Spotlight: Lucy Smythe, Scientific Advisor, Food Standards Scotland


Tell us a fun fact about yourself.


I have flown a plane before!

Tell us about your career journey so far.


During school, I wasn’t sure whether to study Maths or Chemistry at university but I ended up studying Chemistry at Edinburgh University.


I chose Edinburgh University because I thought it was a lovely city and you had the option to choose other courses in first and second year (I did maths, Italian and geography).


During my degree I did a year in industry in Connecticut, USA which was a great experience, both for learning new chemistry skills, but also to experience a new culture and to be close to New York. After university I still wasn’t too sure what I wanted to do so I did a PhD in chemistry.


I enjoyed learning new chemistry techniques but I realised I wanted to move out of research and into science policy. I looked for jobs where I would still be involved in chemistry but more on the policy side of things. That is what attracted me to my current job in Food Standards Scotland.

What was your favourite subject in school and why?


My favourite subject at school was Maths, I liked the problem solving element of it and being able to spot patterns. That feeling of figuring out a complex trigonometry problem gave me a lot of satisfaction!


What subjects/qualifications/skills are useful for your role?


There are qualifications that are necessary for my role (eg. My chemistry degrees), however all of the subjects I have studied and skills I have learnt over the years through teaching, outreach events and volunteering really help with building soft skills like communication and teamwork. The ability to communicate scientific concepts and ideas is equally as import as understanding them yourself.

What is your favourite thing about your job?
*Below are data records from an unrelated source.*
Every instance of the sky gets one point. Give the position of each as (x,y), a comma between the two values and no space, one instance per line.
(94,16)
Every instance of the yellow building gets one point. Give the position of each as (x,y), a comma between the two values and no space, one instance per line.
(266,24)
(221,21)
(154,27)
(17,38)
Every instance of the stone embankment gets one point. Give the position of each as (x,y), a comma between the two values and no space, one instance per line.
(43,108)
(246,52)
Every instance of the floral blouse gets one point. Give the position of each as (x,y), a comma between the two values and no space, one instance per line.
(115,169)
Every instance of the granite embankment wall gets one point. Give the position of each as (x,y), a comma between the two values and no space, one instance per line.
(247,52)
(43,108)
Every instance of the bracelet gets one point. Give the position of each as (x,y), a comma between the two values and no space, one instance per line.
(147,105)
I enjoy the varied aspect of my job. It is interesting and feels as though it is doing some good (no one wants nasty chemicals in the food chain). But from a chemical side it’s very interesting to learn a bit more about toxicology and how new products (eg. Alternative protein sources) are checked to ensure safety before they go on the market.


What is a normal day in your role like?


On a normal day we start with a whole science team meeting. This sets me up for the day as we discuss interesting issues that have arisen or just have more of a general chat about how we are getting on. Then I might work on checking a scientific dossier (the application that a company might submit to check that the food or feed additive they want to sell is safe and useful). I also might respond to another team in the organisation about a query they have. Otherwise I might work on preparing a business case for a research project that the science team are commissioning.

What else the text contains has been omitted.